To give just one example: a few years ago at a party council, I disagreed, in just a couple of sentences, with the leadership’s estimation of the nature and size of the Birmingham demonstration to save Longbridge. My brief comments were promptly replied to by at least five members of the CC.

Finally there has been the habit - fortunately much reduced of late, but still not entirely a thing of the past - of attacking people who disagree, aggressively and personally.

The net effect of these practices has been (a) to load all debates massively in the leadership’s favour; (b) to make open disagreement at national meetings (as opposed to in private conversation) a highly disagreeable experience with little prospect of success. In other words it has been to deter dissent.

Overall it has led to a conception of the many national and local meetings primarily, even overwhelmingly, as transmission belts for the dissemination of policy from the leadership to the membership rather than as opportunities for the members to determine policy or hold the leadership to account.

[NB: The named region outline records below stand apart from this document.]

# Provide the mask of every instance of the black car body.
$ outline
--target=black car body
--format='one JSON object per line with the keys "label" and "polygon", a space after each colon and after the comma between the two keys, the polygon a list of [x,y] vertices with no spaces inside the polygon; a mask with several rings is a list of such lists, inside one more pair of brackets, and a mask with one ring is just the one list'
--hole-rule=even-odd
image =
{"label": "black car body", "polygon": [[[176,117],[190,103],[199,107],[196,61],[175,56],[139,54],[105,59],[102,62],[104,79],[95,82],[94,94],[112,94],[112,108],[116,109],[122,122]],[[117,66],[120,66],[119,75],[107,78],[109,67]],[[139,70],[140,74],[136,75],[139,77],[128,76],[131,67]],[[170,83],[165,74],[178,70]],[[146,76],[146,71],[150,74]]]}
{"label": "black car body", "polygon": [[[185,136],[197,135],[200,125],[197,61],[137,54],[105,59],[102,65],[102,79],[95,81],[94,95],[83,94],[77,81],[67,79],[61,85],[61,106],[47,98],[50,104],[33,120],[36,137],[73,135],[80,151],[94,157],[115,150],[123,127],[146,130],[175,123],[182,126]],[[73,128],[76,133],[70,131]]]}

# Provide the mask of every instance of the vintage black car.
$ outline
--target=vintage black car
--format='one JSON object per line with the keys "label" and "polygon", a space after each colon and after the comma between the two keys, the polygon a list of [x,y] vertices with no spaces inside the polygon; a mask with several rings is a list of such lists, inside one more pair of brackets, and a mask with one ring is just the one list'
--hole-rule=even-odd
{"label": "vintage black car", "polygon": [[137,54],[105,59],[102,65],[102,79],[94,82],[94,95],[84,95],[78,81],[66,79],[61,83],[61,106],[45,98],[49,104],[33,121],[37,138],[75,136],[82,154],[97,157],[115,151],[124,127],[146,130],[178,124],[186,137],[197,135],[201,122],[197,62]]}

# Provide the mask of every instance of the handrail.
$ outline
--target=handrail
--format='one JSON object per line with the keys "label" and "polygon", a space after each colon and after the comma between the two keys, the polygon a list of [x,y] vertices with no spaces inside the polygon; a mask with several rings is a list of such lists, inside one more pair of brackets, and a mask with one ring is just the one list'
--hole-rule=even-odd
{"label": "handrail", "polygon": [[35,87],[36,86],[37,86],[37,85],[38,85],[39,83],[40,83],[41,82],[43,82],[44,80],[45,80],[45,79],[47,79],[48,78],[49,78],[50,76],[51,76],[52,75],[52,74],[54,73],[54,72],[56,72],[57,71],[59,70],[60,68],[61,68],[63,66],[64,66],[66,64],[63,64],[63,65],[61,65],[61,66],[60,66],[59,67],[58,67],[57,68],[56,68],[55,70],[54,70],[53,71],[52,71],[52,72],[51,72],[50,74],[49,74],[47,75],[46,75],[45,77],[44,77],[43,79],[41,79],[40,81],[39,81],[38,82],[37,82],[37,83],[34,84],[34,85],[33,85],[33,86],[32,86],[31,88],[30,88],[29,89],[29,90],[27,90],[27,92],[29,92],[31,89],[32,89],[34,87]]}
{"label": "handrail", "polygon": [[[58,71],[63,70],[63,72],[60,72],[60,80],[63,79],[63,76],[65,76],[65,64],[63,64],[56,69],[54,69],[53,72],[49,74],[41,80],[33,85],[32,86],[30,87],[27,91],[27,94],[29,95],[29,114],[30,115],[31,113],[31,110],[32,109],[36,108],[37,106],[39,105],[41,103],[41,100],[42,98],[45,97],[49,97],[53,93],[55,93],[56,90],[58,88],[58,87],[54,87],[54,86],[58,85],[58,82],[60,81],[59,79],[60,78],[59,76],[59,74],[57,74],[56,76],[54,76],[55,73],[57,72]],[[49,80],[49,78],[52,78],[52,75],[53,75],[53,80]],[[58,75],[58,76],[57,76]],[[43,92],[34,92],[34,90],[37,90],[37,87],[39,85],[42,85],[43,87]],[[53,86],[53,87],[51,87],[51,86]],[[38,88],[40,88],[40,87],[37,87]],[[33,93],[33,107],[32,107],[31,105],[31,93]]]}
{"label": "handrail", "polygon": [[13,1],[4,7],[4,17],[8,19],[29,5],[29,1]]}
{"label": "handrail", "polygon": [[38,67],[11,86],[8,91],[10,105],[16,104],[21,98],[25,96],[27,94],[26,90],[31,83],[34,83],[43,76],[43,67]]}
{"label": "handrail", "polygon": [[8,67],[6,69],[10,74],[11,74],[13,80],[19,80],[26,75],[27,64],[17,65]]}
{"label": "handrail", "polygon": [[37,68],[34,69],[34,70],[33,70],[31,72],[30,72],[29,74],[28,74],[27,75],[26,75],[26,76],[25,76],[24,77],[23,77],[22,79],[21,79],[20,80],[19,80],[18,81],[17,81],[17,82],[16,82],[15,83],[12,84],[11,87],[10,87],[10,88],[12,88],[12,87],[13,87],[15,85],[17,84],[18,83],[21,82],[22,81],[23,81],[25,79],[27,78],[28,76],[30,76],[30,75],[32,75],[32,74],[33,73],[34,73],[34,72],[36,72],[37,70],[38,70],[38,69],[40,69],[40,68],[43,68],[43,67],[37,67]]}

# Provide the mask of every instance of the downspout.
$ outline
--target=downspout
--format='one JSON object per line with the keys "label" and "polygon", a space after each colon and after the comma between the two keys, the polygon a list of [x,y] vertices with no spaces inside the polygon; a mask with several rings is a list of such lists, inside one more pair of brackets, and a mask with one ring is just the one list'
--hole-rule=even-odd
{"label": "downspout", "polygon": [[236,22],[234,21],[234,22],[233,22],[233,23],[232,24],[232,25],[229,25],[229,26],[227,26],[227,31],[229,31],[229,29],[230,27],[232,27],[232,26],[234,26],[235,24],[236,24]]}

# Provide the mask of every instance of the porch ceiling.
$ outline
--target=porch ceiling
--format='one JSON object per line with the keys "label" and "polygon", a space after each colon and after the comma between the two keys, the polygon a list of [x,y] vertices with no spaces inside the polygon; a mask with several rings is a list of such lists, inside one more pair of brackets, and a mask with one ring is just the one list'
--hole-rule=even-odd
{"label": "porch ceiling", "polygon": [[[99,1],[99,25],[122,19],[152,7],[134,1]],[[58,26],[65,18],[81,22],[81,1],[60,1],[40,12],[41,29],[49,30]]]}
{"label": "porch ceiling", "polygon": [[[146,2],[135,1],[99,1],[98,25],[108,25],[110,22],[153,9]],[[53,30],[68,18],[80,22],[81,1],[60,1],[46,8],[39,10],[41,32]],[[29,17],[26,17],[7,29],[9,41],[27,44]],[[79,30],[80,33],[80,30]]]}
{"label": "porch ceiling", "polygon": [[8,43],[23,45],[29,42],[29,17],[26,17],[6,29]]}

Now is it wrong to raise such issues without proposing an alternative perspective? Not in my opinion. I don’t see why disagreement should have this ‘all or nothing’ character. I am a strongly committed member of the SWP and agree with all its basic politics, and with the main lines of its current policy and orientation, but I don’t think it is perfect, and from time to time I disagree with certain things. For when that happens I want a structure and culture which not only gives me the right to say so, but which also gives me the possibility, if my arguments are good, of having some success. Put it this way: just because the current general line of the party is correct does it matter if there are weaknesses in its democracy? Yes, because tomorrow the line, or aspects of it, may not be right and we will need a flourishing democracy to correct it.